#                                                                                 BERT

BERT, or Bidirectional Encoder Representations from Transformers, is a new method of pre-training language representations which obtains state-of-the-art results on a wide array of Natural Language Processing (NLP) tasks.

Academic paper which describes BERT in detail and provides full results on a number of tasks can be found here: https://arxiv.org/abs/1810.04805.

Github account for the paper can be found here: https://github.com/google-research/bert

BERT is a method of pre-training language representations, meaning training of a general-purpose "language understanding" model on a large text corpus (like Wikipedia), and then using that model for downstream NLP tasks (like question answering). BERT outperforms previous methods because it is the first *unsupervised, deeply bidirectional *system for pre-training NLP.

![](https://www.lyrn.ai/wp-content/uploads/2018/11/transformer.png)

# Downloading all necessary dependencies
You will have to turn on internet for that.

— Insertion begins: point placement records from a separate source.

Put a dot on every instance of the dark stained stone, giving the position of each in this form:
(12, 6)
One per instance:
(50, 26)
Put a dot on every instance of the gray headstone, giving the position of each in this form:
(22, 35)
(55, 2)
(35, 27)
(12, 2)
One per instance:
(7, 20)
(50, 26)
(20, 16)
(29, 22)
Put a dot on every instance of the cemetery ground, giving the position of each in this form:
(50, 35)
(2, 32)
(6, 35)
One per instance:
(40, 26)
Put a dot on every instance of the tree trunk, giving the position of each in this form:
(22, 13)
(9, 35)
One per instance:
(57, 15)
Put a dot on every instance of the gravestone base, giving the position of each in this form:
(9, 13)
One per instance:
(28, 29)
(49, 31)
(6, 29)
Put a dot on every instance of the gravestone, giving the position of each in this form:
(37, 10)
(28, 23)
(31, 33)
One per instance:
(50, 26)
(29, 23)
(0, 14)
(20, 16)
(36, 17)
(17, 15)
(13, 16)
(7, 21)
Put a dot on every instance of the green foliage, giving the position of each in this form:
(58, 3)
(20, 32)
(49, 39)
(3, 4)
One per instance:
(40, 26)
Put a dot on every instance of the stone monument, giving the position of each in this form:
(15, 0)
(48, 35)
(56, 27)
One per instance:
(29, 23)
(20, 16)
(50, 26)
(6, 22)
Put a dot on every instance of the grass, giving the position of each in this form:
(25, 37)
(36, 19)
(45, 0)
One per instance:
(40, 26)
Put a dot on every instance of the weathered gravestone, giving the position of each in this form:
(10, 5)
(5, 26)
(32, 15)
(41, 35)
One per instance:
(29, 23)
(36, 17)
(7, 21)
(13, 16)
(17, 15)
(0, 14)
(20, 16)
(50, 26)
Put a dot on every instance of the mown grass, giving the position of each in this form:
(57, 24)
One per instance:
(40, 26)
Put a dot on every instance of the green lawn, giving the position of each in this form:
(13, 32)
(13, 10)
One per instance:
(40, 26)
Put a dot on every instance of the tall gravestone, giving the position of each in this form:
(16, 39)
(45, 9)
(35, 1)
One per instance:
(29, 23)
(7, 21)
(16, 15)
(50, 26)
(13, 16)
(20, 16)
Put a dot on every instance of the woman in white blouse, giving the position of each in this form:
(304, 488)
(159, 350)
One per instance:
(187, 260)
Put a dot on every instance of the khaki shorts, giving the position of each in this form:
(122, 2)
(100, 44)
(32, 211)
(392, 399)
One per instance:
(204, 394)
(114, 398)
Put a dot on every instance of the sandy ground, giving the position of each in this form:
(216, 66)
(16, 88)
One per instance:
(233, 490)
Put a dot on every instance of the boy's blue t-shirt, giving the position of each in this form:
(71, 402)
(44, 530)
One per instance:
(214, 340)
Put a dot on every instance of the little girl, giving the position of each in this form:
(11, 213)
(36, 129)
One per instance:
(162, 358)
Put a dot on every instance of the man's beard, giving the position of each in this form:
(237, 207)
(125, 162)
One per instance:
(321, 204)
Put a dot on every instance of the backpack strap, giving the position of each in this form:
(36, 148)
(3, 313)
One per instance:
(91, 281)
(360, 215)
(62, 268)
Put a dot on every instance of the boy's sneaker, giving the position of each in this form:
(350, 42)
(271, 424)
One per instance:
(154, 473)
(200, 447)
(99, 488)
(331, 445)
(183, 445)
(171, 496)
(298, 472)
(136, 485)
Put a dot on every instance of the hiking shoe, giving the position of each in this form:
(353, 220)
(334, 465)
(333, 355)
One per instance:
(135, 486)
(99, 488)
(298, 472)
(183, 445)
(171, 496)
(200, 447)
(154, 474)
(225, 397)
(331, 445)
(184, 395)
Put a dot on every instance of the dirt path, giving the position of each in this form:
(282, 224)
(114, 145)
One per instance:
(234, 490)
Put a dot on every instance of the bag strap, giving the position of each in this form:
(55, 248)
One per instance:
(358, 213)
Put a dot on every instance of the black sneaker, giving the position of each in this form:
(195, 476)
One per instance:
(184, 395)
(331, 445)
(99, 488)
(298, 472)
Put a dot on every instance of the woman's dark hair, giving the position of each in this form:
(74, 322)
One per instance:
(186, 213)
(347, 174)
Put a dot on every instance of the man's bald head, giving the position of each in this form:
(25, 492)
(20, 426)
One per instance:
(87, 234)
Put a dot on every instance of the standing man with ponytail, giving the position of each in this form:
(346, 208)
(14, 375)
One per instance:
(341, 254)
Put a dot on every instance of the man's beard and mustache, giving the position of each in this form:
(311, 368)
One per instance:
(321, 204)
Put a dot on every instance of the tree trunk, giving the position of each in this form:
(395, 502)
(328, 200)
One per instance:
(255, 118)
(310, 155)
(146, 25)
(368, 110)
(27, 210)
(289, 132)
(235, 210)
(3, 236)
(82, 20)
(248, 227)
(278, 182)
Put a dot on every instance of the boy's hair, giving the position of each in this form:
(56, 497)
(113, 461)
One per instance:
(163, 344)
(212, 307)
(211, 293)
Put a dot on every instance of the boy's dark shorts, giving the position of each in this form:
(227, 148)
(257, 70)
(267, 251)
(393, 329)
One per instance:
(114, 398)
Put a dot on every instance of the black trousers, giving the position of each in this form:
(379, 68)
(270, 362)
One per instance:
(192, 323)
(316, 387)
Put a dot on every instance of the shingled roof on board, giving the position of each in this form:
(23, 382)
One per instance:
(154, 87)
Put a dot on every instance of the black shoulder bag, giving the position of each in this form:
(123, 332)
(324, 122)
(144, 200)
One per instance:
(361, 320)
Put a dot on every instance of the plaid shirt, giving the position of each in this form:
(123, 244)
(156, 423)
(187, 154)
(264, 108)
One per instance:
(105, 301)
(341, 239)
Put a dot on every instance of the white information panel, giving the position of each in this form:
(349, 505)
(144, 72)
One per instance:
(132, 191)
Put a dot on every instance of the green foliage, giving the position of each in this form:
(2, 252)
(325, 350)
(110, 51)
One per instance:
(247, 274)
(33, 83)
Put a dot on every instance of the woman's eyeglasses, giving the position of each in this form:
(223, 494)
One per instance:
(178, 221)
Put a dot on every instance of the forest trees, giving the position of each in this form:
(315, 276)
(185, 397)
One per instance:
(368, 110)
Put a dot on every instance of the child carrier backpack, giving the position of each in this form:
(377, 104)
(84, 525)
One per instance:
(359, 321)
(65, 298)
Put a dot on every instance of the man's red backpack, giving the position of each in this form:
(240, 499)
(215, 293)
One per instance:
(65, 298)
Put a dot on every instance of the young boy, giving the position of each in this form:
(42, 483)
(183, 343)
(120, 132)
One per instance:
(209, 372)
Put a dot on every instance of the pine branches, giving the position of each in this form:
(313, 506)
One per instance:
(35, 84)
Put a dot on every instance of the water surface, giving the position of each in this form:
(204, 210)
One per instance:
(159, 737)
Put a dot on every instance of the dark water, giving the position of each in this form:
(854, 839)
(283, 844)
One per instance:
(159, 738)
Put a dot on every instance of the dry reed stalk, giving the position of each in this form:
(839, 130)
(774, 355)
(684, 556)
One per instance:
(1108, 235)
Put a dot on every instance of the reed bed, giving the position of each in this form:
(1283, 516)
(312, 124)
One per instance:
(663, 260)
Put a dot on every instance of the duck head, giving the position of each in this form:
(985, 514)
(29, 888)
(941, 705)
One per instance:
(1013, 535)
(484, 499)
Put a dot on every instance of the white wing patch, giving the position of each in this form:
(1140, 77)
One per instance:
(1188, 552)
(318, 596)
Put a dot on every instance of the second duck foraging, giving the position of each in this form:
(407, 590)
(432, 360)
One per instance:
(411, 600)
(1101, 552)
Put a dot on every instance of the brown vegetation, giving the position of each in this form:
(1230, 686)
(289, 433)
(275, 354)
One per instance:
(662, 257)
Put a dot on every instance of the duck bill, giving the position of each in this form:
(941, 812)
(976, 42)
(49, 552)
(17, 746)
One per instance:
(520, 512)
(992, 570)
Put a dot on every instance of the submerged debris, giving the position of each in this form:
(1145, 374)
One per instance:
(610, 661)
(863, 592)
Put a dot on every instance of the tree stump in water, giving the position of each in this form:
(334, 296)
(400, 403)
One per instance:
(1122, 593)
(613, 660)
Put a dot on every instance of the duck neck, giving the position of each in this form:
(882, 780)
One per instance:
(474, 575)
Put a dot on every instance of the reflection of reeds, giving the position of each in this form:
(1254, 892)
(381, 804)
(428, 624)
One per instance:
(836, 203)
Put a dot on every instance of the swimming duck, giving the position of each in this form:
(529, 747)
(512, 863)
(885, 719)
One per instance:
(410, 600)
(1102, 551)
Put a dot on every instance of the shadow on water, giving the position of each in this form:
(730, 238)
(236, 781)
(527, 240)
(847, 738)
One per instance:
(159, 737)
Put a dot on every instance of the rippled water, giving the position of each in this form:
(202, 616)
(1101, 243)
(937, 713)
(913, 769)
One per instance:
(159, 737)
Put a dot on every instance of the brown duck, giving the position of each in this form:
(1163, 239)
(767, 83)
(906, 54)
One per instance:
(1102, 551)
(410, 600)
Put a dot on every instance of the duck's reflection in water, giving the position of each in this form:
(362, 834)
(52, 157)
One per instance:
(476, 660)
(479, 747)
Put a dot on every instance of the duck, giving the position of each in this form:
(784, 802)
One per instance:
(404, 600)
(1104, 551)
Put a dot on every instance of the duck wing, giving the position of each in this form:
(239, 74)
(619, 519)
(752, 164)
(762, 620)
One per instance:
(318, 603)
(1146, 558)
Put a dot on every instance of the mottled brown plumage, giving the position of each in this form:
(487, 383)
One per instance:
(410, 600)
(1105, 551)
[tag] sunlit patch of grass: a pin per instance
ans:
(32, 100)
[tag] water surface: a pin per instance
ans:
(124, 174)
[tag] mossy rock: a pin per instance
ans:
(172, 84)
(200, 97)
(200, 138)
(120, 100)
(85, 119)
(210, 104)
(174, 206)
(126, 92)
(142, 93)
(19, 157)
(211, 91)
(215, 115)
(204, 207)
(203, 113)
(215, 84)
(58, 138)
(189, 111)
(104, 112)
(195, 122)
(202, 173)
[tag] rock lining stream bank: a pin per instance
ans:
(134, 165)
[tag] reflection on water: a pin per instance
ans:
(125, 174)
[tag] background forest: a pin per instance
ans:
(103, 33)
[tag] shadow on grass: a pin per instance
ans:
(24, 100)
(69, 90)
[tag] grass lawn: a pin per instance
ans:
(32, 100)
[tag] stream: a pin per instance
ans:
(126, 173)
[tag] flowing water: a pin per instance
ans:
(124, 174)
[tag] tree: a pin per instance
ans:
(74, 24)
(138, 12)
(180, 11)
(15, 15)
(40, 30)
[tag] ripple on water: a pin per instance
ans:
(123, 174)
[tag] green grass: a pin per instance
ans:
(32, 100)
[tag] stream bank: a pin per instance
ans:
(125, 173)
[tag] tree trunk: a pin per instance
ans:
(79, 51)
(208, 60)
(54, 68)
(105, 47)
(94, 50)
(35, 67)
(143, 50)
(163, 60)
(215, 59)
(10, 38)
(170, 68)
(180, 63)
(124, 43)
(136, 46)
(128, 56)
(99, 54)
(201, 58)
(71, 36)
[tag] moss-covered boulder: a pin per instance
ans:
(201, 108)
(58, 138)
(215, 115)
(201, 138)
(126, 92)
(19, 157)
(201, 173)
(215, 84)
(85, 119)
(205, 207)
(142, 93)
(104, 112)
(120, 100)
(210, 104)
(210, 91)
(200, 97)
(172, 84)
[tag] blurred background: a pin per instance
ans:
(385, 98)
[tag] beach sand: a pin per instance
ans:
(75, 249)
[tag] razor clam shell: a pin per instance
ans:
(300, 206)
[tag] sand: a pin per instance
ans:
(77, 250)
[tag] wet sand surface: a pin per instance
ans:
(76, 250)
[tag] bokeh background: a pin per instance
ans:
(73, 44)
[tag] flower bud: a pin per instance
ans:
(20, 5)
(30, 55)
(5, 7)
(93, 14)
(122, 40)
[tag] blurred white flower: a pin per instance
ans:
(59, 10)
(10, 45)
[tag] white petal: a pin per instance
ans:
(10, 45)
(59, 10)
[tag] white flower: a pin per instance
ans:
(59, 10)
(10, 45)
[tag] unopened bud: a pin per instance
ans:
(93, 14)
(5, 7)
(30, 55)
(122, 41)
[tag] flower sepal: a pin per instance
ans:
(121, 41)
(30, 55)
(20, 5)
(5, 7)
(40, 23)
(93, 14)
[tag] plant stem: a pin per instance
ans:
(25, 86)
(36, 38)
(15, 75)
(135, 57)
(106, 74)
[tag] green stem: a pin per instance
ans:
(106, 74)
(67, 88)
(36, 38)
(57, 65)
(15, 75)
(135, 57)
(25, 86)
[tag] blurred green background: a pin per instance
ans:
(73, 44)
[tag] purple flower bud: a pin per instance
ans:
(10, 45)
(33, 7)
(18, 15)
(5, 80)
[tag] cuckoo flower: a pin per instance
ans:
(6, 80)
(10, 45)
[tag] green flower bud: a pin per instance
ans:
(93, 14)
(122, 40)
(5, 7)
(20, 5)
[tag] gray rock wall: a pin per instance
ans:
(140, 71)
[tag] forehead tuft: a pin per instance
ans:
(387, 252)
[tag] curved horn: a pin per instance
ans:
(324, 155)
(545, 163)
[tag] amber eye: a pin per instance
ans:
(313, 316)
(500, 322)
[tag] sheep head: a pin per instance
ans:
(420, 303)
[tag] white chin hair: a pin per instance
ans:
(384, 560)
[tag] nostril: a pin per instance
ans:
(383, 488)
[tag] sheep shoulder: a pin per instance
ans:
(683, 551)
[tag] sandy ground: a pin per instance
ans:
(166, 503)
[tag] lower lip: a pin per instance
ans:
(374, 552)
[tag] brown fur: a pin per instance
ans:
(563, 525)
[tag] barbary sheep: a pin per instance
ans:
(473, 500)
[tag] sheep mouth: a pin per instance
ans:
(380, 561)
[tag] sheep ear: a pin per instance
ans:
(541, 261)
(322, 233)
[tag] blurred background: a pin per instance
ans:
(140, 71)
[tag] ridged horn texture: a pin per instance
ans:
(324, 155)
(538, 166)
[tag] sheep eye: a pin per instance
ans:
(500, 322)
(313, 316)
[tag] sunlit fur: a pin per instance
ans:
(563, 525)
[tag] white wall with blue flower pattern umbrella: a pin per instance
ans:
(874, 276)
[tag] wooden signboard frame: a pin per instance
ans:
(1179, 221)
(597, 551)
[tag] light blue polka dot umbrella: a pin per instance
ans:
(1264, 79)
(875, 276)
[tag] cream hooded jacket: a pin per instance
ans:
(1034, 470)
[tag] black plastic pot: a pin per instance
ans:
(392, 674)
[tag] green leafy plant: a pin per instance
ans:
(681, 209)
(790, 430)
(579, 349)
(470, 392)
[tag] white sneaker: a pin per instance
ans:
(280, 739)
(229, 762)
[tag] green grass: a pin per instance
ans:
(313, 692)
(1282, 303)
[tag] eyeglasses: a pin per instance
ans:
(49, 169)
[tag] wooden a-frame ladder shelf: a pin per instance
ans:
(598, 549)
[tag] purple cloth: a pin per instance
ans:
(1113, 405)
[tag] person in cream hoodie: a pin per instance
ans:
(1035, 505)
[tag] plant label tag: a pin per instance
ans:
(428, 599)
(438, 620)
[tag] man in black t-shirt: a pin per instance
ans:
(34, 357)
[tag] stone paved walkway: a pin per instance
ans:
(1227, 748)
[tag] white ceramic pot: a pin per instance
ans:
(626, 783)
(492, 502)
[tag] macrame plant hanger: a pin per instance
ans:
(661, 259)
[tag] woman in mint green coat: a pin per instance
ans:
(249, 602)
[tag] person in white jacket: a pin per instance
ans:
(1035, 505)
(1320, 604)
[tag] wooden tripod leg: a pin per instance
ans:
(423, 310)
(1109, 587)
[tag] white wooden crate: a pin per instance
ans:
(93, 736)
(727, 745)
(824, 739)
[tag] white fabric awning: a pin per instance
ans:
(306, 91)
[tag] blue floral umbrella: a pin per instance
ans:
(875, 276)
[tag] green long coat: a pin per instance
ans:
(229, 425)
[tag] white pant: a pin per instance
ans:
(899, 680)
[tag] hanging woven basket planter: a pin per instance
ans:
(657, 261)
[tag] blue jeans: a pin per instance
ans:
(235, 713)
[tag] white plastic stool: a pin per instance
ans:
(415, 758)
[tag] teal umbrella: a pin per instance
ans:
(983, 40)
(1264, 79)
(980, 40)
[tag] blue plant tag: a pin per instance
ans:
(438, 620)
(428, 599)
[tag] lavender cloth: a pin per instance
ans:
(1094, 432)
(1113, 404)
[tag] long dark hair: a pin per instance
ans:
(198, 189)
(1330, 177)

This code is slightly modefied version of this colab notebook https://colab.research.google.com/github/tensorflow/tpu/blob/master/tools/colab/bert_finetuning_with_cloud_tpus.ipynb

In [None]:
import pandas as pd
import os
import numpy as np
import pandas as pd
import zipfile
from matplotlib import pyplot as plt
%matplotlib inline
import sys
import datetime

In [None]:
#downloading weights and cofiguration file for the model
!wget https://storage.googleapis.com/bert_models/2018_10_18/uncased_L-12_H-768_A-12.zip

In [None]:
repo = 'model_repo'
with zipfile.ZipFile("uncased_L-12_H-768_A-12.zip","r") as zip_ref:
    zip_ref.extractall(repo)

In [None]:
!ls 'model_repo/uncased_L-12_H-768_A-12'

In [None]:
!wget https://raw.githubusercontent.com/google-research/bert/master/modeling.py 
!wget https://raw.githubusercontent.com/google-research/bert/master/optimization.py 
!wget https://raw.githubusercontent.com/google-research/bert/master/run_classifier.py 
!wget https://raw.githubusercontent.com/google-research/bert/master/tokenization.py 

Example below is done on preprocessing code, similar to **CoLa**:

The Corpus of Linguistic Acceptability is
a binary single-sentence classification task, where 
the goal is to predict whether an English sentence
is linguistically “acceptable” or not

You can use pretrained BERT model for wide variety of tasks, including classification.
The task of CoLa is close to the task of Quora competition, so I thought it woud be interesting to use that example.
Obviously, outside sources aren't allowed in Quora competition, so you won't be able to use BERT to submit a prediction.





In [None]:
# Available pretrained model checkpoints:
#   uncased_L-12_H-768_A-12: uncased BERT base model
#   uncased_L-24_H-1024_A-16: uncased BERT large model
#   cased_L-12_H-768_A-12: cased BERT large model
#We will use the most basic of all of them
BERT_MODEL = 'uncased_L-12_H-768_A-12'
BERT_PRETRAINED_DIR = f'{repo}/uncased_L-12_H-768_A-12'
OUTPUT_DIR = f'{repo}/outputs'
print(f'***** Model output directory: {OUTPUT_DIR} *****')
print(f'***** BERT pretrained directory: {BERT_PRETRAINED_DIR} *****')


In [None]:
from sklearn.model_selection import train_test_split

train_df =  pd.read_csv('../input/train.csv')
train_df = train_df.sample(2000)

train, test = train_test_split(train_df, test_size = 0.1, random_state=42)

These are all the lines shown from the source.